-
Notifications
You must be signed in to change notification settings - Fork 475
Description
Summary
The variable-length edge (VLE) expansion algorithm used for patterns like [*1..3] exhibits O(n^k) time complexity because it does not perform cycle detection or deduplication during recursive expansion. On graphs with cycles (which are common in real-world data), this causes exponential path explosion.
Reproduction
Setup: 100K nodes with edges forming natural cycles.
-- VLE query: find all nodes reachable within 1-3 hops
SELECT * FROM cypher('benchmark', $$
MATCH (n:Node {bench_id: 42})-[*1..3]->(m)
RETURN count(m)
$$) AS (cnt agtype);On graphs with cycles, the expansion visits the same nodes exponentially many times because UNION ALL semantics are used internally (no deduplication).
Performance Data
Benchmark W06 (variable-length edge traversal):
| Approach | 10K scale | 100K scale |
|---|---|---|
| Cypher VLE (before SDK workaround) | ~23ms | ~23ms |
| Recursive CTE with UNION (dedup) | 0.08ms | 0.34ms |
The SDK workaround uses a recursive CTE with UNION (not UNION ALL) which provides implicit cycle detection through set deduplication, preventing exponential blowup:
WITH RECURSIVE vle AS (
SELECT e.end_id AS node_id, 1 AS depth
FROM benchmark."EDGE" e
WHERE e.start_id = (SELECT id FROM benchmark."Node" WHERE _bench_id = 42)
UNION -- implicit dedup = cycle detection
SELECT e.end_id, v.depth + 1
FROM vle v
JOIN benchmark."EDGE" e ON e.start_id = v.node_id
WHERE v.depth < 3
)
SELECT count(*) FROM vle WHERE depth >= 1;Suggested Fix
Add a visited-node set to the VLE expansion in the executor.
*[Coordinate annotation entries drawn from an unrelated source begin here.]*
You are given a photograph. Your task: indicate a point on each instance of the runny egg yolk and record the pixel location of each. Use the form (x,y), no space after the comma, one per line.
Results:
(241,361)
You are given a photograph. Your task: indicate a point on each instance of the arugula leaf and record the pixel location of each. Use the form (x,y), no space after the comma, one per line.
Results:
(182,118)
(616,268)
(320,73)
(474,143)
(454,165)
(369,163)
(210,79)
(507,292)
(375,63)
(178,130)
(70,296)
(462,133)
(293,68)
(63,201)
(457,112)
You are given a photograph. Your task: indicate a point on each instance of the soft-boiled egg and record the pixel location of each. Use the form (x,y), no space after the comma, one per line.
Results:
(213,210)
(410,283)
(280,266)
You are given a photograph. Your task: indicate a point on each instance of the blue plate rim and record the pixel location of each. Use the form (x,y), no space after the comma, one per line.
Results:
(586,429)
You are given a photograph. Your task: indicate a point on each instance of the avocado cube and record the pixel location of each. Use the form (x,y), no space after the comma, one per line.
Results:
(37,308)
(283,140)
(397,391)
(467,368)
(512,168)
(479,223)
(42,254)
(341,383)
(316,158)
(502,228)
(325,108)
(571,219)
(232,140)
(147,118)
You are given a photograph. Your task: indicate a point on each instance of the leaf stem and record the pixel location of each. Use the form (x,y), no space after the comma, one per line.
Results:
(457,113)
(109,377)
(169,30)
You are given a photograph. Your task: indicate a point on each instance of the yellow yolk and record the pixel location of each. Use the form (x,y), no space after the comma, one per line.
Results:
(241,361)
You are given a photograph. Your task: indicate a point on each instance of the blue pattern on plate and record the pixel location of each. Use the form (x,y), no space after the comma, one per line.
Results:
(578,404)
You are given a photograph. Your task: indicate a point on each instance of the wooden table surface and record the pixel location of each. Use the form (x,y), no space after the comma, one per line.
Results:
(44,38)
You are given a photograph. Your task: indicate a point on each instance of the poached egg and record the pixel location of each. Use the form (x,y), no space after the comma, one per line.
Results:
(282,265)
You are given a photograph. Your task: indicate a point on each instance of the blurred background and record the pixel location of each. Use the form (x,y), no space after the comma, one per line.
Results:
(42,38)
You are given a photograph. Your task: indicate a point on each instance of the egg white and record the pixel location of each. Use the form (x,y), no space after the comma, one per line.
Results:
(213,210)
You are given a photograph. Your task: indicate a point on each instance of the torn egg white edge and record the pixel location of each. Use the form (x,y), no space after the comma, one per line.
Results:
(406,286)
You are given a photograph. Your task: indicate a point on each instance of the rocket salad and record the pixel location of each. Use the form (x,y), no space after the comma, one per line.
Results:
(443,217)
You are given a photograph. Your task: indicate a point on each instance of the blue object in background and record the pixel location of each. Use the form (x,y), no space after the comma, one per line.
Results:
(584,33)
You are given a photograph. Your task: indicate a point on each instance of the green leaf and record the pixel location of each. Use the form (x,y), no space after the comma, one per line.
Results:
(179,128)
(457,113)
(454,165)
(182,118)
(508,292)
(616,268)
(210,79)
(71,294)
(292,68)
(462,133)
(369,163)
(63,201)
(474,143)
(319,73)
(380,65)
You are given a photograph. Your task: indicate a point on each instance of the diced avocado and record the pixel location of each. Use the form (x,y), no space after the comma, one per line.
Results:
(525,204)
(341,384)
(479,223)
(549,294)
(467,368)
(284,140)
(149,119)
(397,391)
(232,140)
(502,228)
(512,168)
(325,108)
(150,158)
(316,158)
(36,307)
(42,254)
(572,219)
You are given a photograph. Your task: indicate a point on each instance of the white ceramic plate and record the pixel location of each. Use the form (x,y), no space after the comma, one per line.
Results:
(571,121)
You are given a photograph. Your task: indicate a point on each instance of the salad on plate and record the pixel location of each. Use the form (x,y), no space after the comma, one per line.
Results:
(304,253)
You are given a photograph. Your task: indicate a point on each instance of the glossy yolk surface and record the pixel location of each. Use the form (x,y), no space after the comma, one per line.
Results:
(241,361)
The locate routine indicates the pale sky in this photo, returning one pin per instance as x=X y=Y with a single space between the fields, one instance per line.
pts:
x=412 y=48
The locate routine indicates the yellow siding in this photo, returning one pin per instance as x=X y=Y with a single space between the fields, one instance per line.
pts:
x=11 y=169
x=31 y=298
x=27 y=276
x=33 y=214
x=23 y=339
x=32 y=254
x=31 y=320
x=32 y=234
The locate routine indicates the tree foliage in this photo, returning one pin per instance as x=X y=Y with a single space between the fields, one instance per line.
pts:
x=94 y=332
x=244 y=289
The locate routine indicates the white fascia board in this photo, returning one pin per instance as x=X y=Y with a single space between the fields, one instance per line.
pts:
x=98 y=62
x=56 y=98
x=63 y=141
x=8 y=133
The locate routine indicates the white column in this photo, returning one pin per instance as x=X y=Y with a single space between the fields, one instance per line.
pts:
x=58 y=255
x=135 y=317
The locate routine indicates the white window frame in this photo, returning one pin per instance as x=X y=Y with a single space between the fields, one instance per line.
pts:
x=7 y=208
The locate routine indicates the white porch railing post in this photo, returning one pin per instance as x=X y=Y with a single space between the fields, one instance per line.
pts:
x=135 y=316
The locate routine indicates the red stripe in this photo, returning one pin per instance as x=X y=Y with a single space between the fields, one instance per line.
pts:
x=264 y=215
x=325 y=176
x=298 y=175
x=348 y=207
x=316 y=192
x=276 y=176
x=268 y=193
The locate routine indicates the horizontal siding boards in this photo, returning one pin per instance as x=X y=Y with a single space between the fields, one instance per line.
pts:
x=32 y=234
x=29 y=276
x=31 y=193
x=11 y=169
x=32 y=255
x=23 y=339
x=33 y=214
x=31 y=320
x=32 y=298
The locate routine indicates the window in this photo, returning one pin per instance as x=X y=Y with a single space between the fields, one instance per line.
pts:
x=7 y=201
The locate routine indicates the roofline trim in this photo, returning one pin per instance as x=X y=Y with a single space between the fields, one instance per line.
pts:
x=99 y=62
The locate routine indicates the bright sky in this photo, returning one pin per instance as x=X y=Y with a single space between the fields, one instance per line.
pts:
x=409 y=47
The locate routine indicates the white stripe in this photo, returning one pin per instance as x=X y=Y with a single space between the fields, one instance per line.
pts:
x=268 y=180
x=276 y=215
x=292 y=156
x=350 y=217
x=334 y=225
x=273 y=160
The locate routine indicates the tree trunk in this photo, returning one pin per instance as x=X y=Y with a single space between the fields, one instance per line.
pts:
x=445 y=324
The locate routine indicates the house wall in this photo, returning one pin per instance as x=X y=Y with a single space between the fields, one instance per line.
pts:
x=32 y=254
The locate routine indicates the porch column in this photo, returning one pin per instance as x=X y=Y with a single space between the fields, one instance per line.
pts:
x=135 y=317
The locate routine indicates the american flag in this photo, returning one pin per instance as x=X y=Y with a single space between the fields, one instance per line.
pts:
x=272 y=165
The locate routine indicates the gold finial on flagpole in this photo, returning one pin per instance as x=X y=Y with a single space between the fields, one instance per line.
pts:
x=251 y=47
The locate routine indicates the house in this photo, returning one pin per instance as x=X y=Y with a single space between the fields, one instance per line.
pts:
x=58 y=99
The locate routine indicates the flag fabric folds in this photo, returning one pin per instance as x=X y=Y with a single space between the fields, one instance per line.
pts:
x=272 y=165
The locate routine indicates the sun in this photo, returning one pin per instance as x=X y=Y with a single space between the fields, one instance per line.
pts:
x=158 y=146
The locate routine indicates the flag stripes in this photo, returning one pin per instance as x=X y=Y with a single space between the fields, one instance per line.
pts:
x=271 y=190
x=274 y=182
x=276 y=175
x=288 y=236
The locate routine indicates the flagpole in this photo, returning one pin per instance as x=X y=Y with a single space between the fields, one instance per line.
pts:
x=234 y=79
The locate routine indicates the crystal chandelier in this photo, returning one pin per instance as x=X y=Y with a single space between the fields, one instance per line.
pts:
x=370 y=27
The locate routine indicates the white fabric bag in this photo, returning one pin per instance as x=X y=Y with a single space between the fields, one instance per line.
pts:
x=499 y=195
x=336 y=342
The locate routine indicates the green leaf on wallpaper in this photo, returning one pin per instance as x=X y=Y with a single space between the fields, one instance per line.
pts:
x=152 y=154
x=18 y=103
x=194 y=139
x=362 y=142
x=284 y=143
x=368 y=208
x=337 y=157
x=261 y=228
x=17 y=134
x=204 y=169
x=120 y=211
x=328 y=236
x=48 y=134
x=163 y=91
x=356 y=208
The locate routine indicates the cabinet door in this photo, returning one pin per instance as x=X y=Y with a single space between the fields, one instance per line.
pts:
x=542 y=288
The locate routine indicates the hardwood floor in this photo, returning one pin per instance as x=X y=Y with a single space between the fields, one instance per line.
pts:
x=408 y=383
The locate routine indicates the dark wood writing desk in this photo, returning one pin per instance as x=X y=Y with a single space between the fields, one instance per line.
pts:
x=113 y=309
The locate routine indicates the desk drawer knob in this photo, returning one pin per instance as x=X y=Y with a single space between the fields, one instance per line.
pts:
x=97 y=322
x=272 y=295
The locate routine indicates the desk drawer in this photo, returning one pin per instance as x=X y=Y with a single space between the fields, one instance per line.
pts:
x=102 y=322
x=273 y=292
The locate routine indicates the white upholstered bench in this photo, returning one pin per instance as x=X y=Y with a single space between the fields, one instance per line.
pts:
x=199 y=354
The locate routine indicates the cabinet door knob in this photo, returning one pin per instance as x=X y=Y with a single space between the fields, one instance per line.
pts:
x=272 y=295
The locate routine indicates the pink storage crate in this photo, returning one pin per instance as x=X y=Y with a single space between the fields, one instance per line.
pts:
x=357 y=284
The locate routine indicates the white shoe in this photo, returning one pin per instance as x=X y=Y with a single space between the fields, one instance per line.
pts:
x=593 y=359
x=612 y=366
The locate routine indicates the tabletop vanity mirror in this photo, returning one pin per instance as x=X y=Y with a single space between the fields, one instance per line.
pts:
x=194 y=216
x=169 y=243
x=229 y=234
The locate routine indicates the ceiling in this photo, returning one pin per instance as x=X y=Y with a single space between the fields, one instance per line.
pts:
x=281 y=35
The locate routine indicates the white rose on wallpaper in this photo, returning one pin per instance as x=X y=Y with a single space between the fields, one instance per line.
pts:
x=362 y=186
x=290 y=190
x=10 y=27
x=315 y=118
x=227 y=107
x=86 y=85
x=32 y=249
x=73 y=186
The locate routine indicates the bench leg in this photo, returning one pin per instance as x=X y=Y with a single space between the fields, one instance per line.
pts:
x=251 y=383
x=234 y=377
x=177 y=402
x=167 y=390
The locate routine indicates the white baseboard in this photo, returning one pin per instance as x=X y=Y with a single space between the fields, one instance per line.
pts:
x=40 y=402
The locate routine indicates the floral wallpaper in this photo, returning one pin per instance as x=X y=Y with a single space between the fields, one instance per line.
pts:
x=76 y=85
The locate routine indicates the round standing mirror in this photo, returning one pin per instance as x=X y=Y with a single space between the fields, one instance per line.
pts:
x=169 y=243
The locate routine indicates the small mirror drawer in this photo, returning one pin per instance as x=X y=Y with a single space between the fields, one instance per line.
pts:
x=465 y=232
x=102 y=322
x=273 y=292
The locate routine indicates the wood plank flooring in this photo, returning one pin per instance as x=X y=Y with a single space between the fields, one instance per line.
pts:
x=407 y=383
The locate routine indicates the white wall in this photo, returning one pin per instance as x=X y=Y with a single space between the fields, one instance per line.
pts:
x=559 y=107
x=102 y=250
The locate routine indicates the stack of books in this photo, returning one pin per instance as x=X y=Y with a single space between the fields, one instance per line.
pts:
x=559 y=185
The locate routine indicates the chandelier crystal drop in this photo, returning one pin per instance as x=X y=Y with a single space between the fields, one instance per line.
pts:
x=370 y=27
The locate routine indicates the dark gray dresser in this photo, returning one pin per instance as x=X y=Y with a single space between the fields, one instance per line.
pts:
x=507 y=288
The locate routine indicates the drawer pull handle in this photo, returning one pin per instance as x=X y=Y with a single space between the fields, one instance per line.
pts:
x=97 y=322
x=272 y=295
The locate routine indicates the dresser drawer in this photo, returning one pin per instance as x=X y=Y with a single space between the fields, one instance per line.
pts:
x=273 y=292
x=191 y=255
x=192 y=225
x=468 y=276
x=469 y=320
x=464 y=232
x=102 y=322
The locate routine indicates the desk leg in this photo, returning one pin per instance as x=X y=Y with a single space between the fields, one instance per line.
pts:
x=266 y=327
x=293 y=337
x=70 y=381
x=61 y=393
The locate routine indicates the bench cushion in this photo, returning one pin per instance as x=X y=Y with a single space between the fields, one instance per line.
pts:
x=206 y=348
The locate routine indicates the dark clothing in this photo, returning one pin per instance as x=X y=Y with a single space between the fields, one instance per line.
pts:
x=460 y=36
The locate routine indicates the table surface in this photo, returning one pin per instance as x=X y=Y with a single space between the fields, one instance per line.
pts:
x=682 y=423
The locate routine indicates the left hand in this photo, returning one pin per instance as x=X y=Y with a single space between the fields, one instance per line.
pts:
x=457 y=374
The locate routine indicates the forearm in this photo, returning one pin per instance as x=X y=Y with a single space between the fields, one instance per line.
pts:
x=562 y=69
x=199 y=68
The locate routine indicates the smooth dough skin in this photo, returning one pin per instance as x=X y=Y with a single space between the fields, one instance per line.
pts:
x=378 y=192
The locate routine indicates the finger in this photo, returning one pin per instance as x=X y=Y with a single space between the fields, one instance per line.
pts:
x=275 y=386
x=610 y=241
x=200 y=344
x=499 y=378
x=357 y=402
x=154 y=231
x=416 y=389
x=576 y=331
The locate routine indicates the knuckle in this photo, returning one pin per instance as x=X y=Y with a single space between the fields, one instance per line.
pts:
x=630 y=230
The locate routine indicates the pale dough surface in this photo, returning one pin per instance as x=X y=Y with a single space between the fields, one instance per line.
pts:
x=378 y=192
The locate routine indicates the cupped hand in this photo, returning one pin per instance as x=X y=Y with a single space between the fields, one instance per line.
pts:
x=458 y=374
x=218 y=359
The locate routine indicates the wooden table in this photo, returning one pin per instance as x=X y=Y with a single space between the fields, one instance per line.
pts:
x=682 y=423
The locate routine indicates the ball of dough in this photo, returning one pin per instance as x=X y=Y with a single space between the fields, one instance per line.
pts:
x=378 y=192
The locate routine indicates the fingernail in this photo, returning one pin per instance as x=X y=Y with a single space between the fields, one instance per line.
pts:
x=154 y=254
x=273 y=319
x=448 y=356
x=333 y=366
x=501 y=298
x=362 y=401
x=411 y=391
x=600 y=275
When expanding [*min..max], track which (node_id, depth) pairs have already been explored and skip duplicates. This is equivalent to using UNION instead of UNION ALL in the recursive expansion.
Environment
- PostgreSQL 18.2
- Apache AGE 1.7.0 (built from source, branch
release/PG18/1.7.0) - 32-core, 64GB RAM, Linux 6.17